È proprio il tuxawa Donato a raccontarci la sua preoccupazione per i giovani. «Molti non si rendono conto dei pericoli – spiega -. Finiscono per prendere per oro colato tutto quanto arriva dal fiume e questo non è giusto. Non voglio che la mia gente si lasci andare al vizio dell’alcol o al fatalismo». Ecco perché la Scuola San Pedro resta un luogo importante. Seguiamo il tuxawa sotto la grande tettoia, dove ci aspettano per la rappresentazione della leggenda del guaranà, il frutto sacro per questa cultura indigena. Ma ci si prepara anche alla tucandeira, il rito di iniziazione maschile per l’ingresso nell’età adulta: una prova di forza e di coraggio che consiste nell’indossare un guanto riempito di formiche velenose, accompagnati da una danza rituale. Anche padre Enrico è accanto agli adolescenti che compiono questo rito. «Hanno fatto degli studi sul veleno: è doloroso ma rafforza il sistema immunitario – commenta -. La stessa scienza si sta accorgendo che c’è una saggezza profonda dentro a queste tradizioni…».

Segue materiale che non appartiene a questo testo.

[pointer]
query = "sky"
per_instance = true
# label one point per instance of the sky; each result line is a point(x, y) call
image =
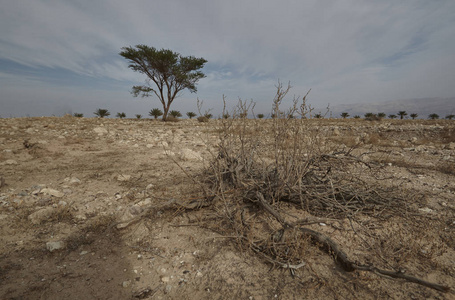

La tucandeira più impegnativa – oggi, per questi ragazzi – ha però a che fare anche con le «formiche» di cui parlava il tuxawa Donato. La sfida del rapporto tra la tradizione e la modernità che si affaccia in Amazzonia, con le sue opportunità ma anche tante contraddizioni. «Gli anziani vengono da me e dicono: le affidiamo i nostri figli – racconta padre Uggé -, noi oggi non riusciamo più a trasmettere i valori della nostra tradizione». Come non lasciarsi schiacciare? Sarà uno dei grandi temi del Sinodo di ottobre, per il quale il missionario del Rio Andirá ha comunque in testa una priorità chiara. La capiamo quando ci porta alla sera in chiesa a celebrare la Messa coi suoi ragazzi; varchiamo la Porta della Misericordia – voluta da padre Enrico perché «il Giubileo doveva arrivare anche tra i sateré mawé» – e inizia la celebrazione su un altare che ha anche il guaranà raffigurato sulla tovaglia.

«L’evangelizzazione deve fare un passo più consistente per portare l’eucaristia in queste comunità – spiega -. Gesù ci ha detto: fate questo in memoria di me. Ma se il prete ha decine di villaggi distanti tra loro ore di barca e viene solo qualche volta all’anno come si fa? Dobbiamo trovare una strada. Tenendo presente che in queste comunità ci sono già dei responsabili, persone che hanno famiglia e hanno dato prova di educare alla fede i loro figli. Io li vedo come i presbiteri narrati dalle lettere di san Paolo: anziani stimati dalla comunità a cui conferire il sacerdozio; certamente con un’adeguata preparazione e un accompagnamento: non tanto percorsi filosofici ma costruiti su misura per queste comunità».

 Intanto il missionario del Pime si è portato avanti costruendo tante chiesette in muratura nei villaggi. «Perché l’eucaristia ha bisogno di un posto bello – si infervora -. Certo, anche in una prigione si può dire la Messa, ma non siamo al tempo delle catacombe. La gente ha bisogno di vedere la propria fede». Le immagini sulle pareti le dipinge lui con i racconti della vita di Gesù che si intrecciano con i miti dei sateré mawé: del resto non sono pescatori anche loro? Senza perdere di vista, però, la novità portata da Gesù; a sostituire il vino dell’eucaristia con il succo del guaranà – per esempio – padre Enrico non ci pensa proprio: «Nemmeno loro lo vogliono. Dicono: Gesù ci ha dato il pane e il vino, se ha fatto così lo rispettiamo. È un segno di unità per tutti i popoli. E poi la Messa non è solo l’offerta di un cibo, è il mistero di Gesù che si compie sulla Croce».

Però dal Sinodo lui la svolta di una Chiesa dal volto amazzonico se l’aspetta. «Al Concilio di Gerusalemme Paolo e Pietro discutevano, ma poi si sono detti: bene, che cosa facciamo? Ecco, l’importante è che non finisca dicendo: dobbiamo parlarne ancora … Al Concilio di Efeso c’era un popolo che fremeva fuori quando hanno proclamato Maria come la Theotokos, la Madre di Dio. La stessa attesa c’è oggi in Amazzonia».